Mortality of cuckoos taking the route via Spain has been linked to population decline within the UK. What scientists at the BTO would like to know now is how well our cuckoos make it to and from Africa in different summers, and specifically, how relatively important conditions in the UK and southern Europe are in contributing to a successful – or otherwise – Saharan crossing in autumn.

Sister species of birds reveal clues to how biodiversity evolves

June 19, 2018 by Hayley Dunning, Imperial College London

Extensive new datasets about the world's birds are helping to solve the riddle of how life on Earth diversified.
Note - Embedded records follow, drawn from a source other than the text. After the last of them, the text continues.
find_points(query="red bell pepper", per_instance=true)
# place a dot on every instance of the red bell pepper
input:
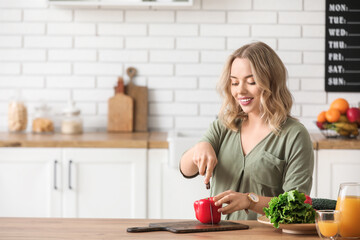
(202, 210)
(308, 200)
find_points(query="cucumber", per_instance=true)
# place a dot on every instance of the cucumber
(323, 204)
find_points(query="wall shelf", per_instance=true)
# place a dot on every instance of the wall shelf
(134, 3)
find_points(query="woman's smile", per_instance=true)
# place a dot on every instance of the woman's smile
(244, 101)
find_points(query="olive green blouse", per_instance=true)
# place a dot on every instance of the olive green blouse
(277, 164)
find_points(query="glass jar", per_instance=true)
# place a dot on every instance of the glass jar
(71, 122)
(348, 204)
(42, 122)
(17, 116)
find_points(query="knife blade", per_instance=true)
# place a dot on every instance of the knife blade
(208, 188)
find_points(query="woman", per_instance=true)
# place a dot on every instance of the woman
(255, 146)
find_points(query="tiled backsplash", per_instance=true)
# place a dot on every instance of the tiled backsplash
(52, 53)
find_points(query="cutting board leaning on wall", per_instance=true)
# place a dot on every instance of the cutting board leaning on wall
(140, 96)
(120, 110)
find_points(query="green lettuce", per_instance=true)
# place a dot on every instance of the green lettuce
(289, 207)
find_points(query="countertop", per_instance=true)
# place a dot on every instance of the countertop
(86, 140)
(132, 140)
(115, 229)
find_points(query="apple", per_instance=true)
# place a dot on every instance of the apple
(353, 114)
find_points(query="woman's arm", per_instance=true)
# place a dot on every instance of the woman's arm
(200, 158)
(239, 201)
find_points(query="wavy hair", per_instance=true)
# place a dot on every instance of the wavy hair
(270, 76)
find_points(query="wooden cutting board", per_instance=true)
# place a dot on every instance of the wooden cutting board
(140, 96)
(120, 111)
(189, 227)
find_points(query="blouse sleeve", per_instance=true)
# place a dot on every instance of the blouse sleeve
(300, 162)
(214, 135)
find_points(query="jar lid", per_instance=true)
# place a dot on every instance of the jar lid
(71, 109)
(43, 107)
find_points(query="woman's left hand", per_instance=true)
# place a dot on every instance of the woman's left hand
(235, 201)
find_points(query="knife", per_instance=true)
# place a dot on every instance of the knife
(208, 188)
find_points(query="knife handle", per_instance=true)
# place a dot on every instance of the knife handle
(145, 229)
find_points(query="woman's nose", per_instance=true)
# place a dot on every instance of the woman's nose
(241, 88)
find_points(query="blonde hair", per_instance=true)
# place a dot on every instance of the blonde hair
(270, 76)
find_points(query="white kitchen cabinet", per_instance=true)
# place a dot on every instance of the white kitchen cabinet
(105, 183)
(335, 167)
(170, 195)
(69, 182)
(29, 182)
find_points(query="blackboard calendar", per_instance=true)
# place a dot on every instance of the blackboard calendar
(342, 51)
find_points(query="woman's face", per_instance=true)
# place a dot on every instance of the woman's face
(243, 86)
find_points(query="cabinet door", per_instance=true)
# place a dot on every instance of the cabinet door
(104, 183)
(335, 167)
(171, 196)
(30, 182)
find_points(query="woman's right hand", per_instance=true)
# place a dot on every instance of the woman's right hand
(204, 158)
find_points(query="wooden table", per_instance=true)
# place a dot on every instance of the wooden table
(115, 229)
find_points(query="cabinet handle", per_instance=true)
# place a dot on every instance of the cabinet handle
(55, 175)
(70, 163)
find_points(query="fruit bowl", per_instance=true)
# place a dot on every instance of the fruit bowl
(336, 130)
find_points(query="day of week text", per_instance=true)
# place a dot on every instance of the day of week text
(337, 20)
(336, 69)
(337, 44)
(335, 57)
(337, 32)
(336, 81)
(338, 8)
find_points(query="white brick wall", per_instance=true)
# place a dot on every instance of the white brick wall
(50, 53)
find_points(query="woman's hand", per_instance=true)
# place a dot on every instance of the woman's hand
(235, 201)
(204, 158)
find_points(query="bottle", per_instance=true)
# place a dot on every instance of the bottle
(17, 115)
(71, 122)
(43, 122)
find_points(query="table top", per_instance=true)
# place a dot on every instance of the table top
(115, 229)
(132, 140)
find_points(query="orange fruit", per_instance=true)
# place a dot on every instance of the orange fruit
(321, 117)
(332, 115)
(340, 104)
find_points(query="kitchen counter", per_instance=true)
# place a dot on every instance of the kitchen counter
(86, 140)
(115, 229)
(132, 140)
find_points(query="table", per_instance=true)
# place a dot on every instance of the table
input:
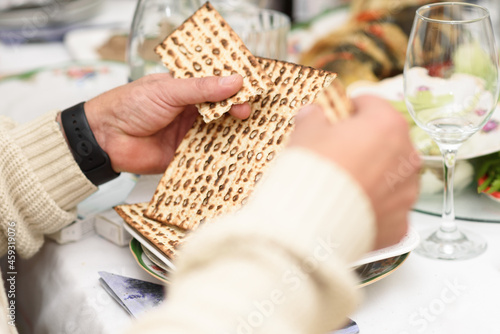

By combining global datasets on bird characteristics, citizen-science species sightings and genetics, researchers have begun to answer some key questions in biodiversity. The results are published today in Nature Ecology & Evolution, in two parallel studies that include Imperial College London researchers.

The first paper compiles body measurements and estimates of evolutionary history for hundreds of closely related bird species (called 'sister species') to study how new species evolve.

In most cases, new bird species begin to emerge when one population is isolated geographically from others, such as by a mountain range. Later, the diverging species may extend their geographical ranges, bringing them back into contact.

These encounters can play out in one of three ways: the species can interbreed and form a single species again; they can stay separated but with hard borders between their two ranges; or they can continue to expand their ranges until they coexist over a wide area.

What determines whether emerging species stay separate or coexist? The team, led by Dr. Jay McEntee at the University of Florida, used a vast citizen-science database of bird sightings worldwide to identify where sister species were seen in the same place at the same time, allowing the timing and extent of coexistence among sister species to be estimated.
Different traits allow coexistence

The researchers found that if sister species had very different traits that affect their way of life, such as beaks adapted to different foods, they were more likely to coexist sooner and over larger areas.

In contrast, those with very similar traits appeared not to overlap successfully. The researchers think this is because there is 'interference' between the species, such as interbreeding, or competition for resources like food.